Colonia del Sacramento, Uruguay
Like most Porteños, we fled the city for the holiday. Real Porteños go to the beach, which is about a five hour drive. We just took a one hour boat ride across the Rio de la Plata to the beautiful town of Colonia de Sacramento, Uruguay. It was a lovely place to spend a day.
To to get here we took the modern and fast Buquebus ferry. Comfy seats, wifi, and television made the trip painless. Upon arrival we were greeted by our guide Fabian and our driver Julio. Yes, we’ve had two drivers, both named Julio. Immediately we took a tour of this small town of 25,000 people. Colonia was originally settled by the Portuguese and was the site of many battles between the Portuguese and Spanish. Even the English gave it a shot.
Today, the city is a UNESCO Heritage Site, which means the buildings and structures are preserved. Fabian showed us how you could tell the difference between streets made by the Portuguese and those made by the Spanish (Spanish road drain on the sides, Portuguese down the center). We visited the old bullring that has not been used since the Uruguayans outlawed bull fighting in the early 1900s.

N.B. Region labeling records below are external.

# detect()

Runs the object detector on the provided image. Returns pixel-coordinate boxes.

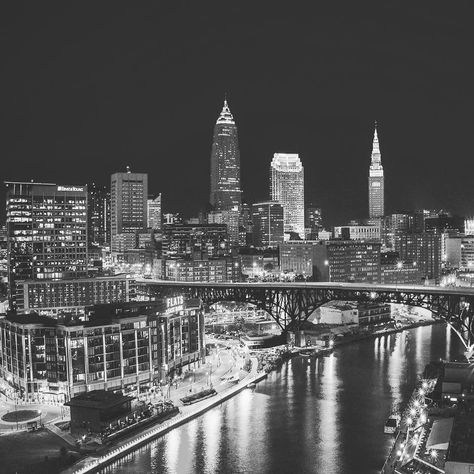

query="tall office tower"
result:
[110,166,148,252]
[252,201,284,247]
[147,193,161,230]
[87,183,110,246]
[270,153,304,239]
[5,182,87,307]
[369,122,385,219]
[305,204,323,240]
[210,100,241,211]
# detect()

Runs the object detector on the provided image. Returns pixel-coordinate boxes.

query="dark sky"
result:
[0,0,474,224]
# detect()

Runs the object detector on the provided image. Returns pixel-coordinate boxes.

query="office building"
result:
[270,153,305,239]
[334,225,380,242]
[162,224,231,259]
[279,240,316,278]
[313,240,381,283]
[110,167,148,253]
[17,275,135,317]
[5,182,87,307]
[252,201,284,247]
[369,122,385,219]
[87,183,110,247]
[396,232,441,282]
[305,205,323,240]
[0,296,204,402]
[164,257,241,283]
[147,194,161,231]
[210,100,241,211]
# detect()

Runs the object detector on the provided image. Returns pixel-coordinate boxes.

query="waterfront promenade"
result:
[63,358,266,474]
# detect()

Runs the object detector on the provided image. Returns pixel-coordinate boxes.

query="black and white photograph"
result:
[0,0,474,474]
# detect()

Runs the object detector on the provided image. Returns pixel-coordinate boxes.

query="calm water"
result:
[106,325,461,474]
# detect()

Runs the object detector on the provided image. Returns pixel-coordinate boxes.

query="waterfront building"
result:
[209,100,241,211]
[305,204,323,240]
[110,167,148,253]
[380,259,423,285]
[207,206,240,246]
[464,217,474,235]
[369,122,385,218]
[395,232,441,281]
[87,183,110,247]
[279,240,317,278]
[17,275,134,317]
[147,193,161,231]
[313,240,381,283]
[162,224,231,259]
[314,301,391,326]
[270,153,305,239]
[252,201,284,247]
[5,182,87,307]
[0,296,204,402]
[164,257,241,283]
[334,225,380,242]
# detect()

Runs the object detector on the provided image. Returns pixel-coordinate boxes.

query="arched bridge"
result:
[137,280,474,359]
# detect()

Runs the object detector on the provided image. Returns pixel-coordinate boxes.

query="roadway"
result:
[136,278,474,296]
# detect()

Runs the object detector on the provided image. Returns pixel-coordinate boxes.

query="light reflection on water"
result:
[107,325,462,474]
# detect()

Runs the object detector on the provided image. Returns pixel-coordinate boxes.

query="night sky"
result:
[0,1,474,224]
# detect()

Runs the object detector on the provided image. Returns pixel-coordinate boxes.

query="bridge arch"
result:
[138,280,474,360]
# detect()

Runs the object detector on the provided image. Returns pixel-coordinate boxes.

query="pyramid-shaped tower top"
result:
[216,98,235,125]
[371,120,382,167]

After Fabian finished our tour, we set out to explore on our own. There wasn’t much more to see but we stumbled upon Los Farolitos, the little sandwich shack on the main road. Los Farolitos is known for its chivito, a huge sandwich with a thin slice of beef, ham, cheese, fried egg, bacon, and a bunch of other things that make it yummy.
We enjoyed watching the town’s people prepare for Christmas while eating our chivito and sharing a beer.
It’s really warm here, like a summer day in Arizona. So, after our lunch we took to our air conditioned room at the Hotel Plaza Mayor. The hotel is right off the main square and has a beautiful garden courtyard. Steve went out on his own for a haircut and a run while I read and napped. We needed to save up a bit for the big Christmas Eve festivities.
Tonight we had dinner at Pulperia de los Faroles, which sits on the main square in Colonia. All of the tables were set up outside, lit with candlelight. We shared dinner with locals and tourists, enjoying the Uruguayan wine tannat. It was yummy. The festivities peaked at midnight with fireworks and champagne. In fact the fireworks went on throughout the neighborhoods for several hours.
We’ve seen a lot of stray dogs. They are fat and happy, as they are known as community dogs, and people take care of them. The numerous dogs roaming throughout the dinner area were sure satisfied. I tried to give a potato to one and he wasn’t interested. When our Argentine friend at the next table offered chicken, the dog scarfed it down.
Back to Buenos Aires for more city exploration tomorrow.
Merry Christmas to our friends and family!